Was ist eine posttraumatische Belastungstörung?

Die posttraumatische Belastungsstörung (PTBS bzw. PTSD in der englischen Literatur) ist eine psychische Störung, die in den Diagnosekatalogen ICD 10 und DSM V enthalten ist. Sie wurde in diese Kataloge vor allem wegen psychischen Störungen aufgenommen, die bei Kriegsveteranen beobachtet wurden. Die Störung als solche ist unumstritten, wenn auch durchaus nicht als sicher gelten kann, dass es sich um eine krankhafte Erscheinung handelt. Paul McHugh (s. u.) hält es für eine ganz normale Anpassungsreaktion nach einem traumatischen Erlebnis. Jedenfalls gibt es erhebliche Zweifel an der Wirksamkeit langdauernder Therapien, die auf der Erinnerungsverarbeitung der erlebten Traumata beruhen. Eine Reihe von Studien haben gezeigt, dass diese Therapien die Probleme häufig genug verschlimmerten. In den Katalogen DSM V und ICD-11 ist die Komplexe PTBS hinzugekommen, die nicht von einzelnen traumatischen Erlebnissen, sondern von einer Serie derartiger Erlebnisse über längere Zeit ausgeht.

Als sicher kann gelten, dass nicht nur medizinische, sondern in hohem Maße auch politische Kräfte an der Aufnahme von PTBS in die Diagnosekataloge beteiligt waren. Es wurden von Veteranenverbänden Zahlen von über einer Million infolge des Vietnamkriegs unter PTBS Leidenden genannt, obwohl im Krieg nur ca. 300 000 in Kampfhandlungen verwickelt waren.

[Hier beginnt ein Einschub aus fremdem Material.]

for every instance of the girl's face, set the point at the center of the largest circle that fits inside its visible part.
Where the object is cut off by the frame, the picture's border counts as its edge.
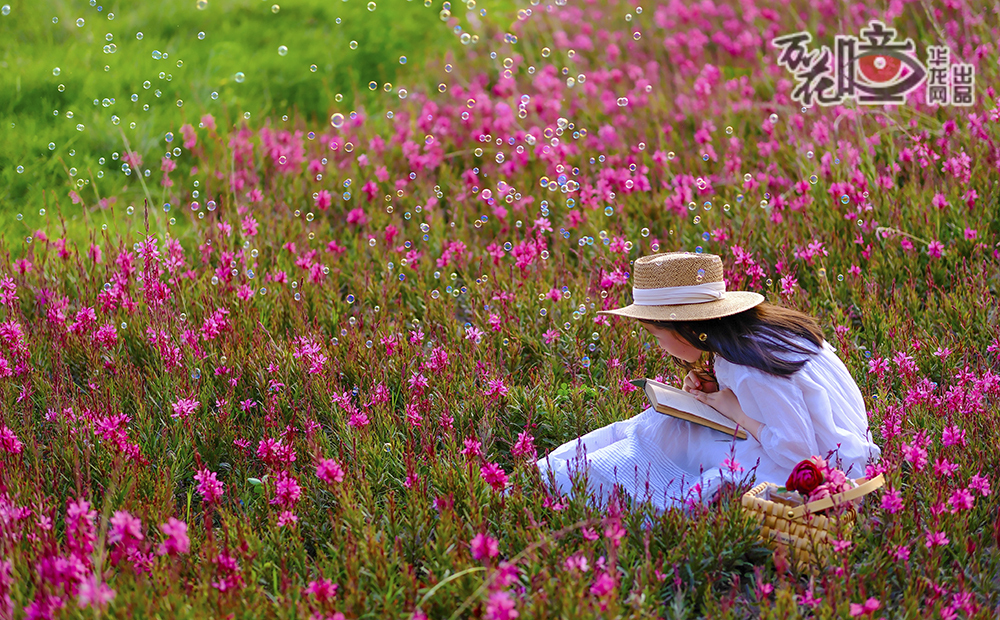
(673, 344)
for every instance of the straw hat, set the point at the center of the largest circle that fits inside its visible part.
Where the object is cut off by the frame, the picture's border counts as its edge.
(681, 286)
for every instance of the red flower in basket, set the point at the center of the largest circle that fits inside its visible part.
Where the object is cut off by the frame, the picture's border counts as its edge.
(805, 477)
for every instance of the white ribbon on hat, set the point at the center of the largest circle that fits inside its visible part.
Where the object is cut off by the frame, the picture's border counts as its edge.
(676, 295)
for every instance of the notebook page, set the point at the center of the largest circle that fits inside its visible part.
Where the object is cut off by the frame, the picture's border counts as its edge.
(678, 399)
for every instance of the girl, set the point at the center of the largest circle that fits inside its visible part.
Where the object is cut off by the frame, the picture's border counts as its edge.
(769, 369)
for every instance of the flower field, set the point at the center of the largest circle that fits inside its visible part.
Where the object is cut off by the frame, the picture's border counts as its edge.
(301, 363)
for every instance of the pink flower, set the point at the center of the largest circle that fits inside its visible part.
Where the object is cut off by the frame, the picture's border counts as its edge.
(501, 606)
(9, 441)
(936, 539)
(94, 592)
(209, 486)
(329, 471)
(577, 563)
(892, 502)
(473, 333)
(603, 585)
(868, 607)
(323, 590)
(357, 217)
(184, 408)
(524, 446)
(472, 447)
(953, 436)
(124, 528)
(323, 200)
(494, 475)
(981, 484)
(495, 387)
(287, 517)
(484, 546)
(286, 490)
(176, 540)
(551, 336)
(961, 500)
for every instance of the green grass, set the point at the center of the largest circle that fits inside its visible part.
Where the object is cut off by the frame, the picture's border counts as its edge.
(240, 36)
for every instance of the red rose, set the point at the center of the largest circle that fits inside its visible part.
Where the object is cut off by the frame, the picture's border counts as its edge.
(805, 477)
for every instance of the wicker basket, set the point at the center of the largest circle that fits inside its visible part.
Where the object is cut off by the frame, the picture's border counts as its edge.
(802, 531)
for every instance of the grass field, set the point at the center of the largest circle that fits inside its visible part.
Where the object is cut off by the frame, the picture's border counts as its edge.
(317, 386)
(299, 61)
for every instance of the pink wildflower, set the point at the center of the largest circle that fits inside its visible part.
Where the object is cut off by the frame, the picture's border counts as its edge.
(484, 546)
(176, 539)
(286, 490)
(329, 471)
(494, 475)
(184, 407)
(209, 486)
(501, 606)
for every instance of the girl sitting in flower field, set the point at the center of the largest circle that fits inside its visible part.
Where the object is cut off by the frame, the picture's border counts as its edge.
(769, 370)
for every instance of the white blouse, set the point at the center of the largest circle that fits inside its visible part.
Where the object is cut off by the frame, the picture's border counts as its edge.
(817, 410)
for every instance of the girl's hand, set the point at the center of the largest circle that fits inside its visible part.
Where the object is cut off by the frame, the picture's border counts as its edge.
(726, 403)
(693, 382)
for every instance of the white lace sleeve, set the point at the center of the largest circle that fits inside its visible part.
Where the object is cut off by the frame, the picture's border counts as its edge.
(787, 435)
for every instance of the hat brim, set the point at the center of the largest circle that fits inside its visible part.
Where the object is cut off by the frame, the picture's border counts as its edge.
(733, 303)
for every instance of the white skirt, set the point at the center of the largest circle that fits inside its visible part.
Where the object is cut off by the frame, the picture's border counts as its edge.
(653, 457)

Auch die überaus rege Lobbyarbeit der Traumatherapeuten und die nahezu exponentielle Zunahme der Diagnose seit Mitte der 80er Jahre wirken suspekt.

Zunahme der Häufigkeit der Diagnositizierung einer posttraumatischen Belastungsstörung ab 1980

Verbreitet ist das Problem, dass Patienten sämtliche Hauptkriterien der PTBS erfüllen bis auf ein erkennbares oder nachweisbares Trauma in der Vergangenheit, ein Problem, das mit der an Symptomen orientierten und die Ursachen ausklammernden DSM-Klassifikation zusammenhängt.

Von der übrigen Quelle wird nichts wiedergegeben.